I Cry Every Time A Legendary JRPG Series Goes Mobile
In 2008, Capcom said it had no plans to bring back Breath of Fire. Then in 2016 it released Breath of Fire 6 on smartphones making many people who played it wish Capcom hadn’t changed its mind. (Screenshot: Capcom , Breath of Fire 6)

In 2008, Capcom said it had no plans to bring back Breath of Fire. Then in 2016 it released Breath of Fire 6 on smartphones making many people who played it wish Capcom hadn’t changed its mind. Screenshot: Capcom (Breath of Fire 6)

Wild Arms has laid dormant for even longer. The western-themed RPG series that helped defined the genre’s golden age on PlayStation 1 hasn’t had a proper follow-up since Wild Arms 5 on PlayStation 2 in 2007. In 2016 ForwardWorks, a mobile game studio of Sony’s, revealed Wild Arms: Million Memories last month for iOS and Android, which will release sometime later this year in Japan.

For someone who’s awaited the series’ triumphant return, or really any return at all, for over a decade, the news was bittersweet. I’m glad to see series producer Akifumi Kaneko is coming back to supervise the story for the new game, with ForwardWorks claiming it will stay true to the earlier games, but can’t get too excited given the platform and the lack of any existing plans to localise it. I want to play these games after all, not just hear about their review scores in Famitsu.

It doesn’t always work as a low-stakes way for bringing classic series back either. Breath of Fire got the same treatment in 2016 with the mobile-only free-to-play MMO Breath of Fire 6. Rather than allow the series to live on in a modern form, the game tanked, with Japanese servers shutting down last fall. It was never released outside Japan, either.

OK, so maybe a triple-A console game release isn’t in the cards for these series anymore. But I’d much rather see Breath of Fire, or Star Ocean, or even the Mana series get the SaGa: Scarlet Grace treatment instead.
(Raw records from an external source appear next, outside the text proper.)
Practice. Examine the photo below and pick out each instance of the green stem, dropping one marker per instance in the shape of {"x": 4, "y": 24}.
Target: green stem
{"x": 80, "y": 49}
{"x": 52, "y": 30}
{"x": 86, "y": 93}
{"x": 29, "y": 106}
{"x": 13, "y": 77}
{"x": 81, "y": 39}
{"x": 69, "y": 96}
After a decade of only mobile entries in the SaGa series, this game first released on PlayStation Vita in 2016, with Switch, PS4, PC, and, yes, mobile ports coming this year and a North American version following sometime after.

It’s understandable that Square Enix and other companies are hesitant to invest in ambitious sequels when mobile games have become so lucrative, but Scarlet Grace proves there might be a happy medium to be found somewhere in between.

It would sure be better than another heavily monetized Final Fantasy mobile game or subpar Mana remake.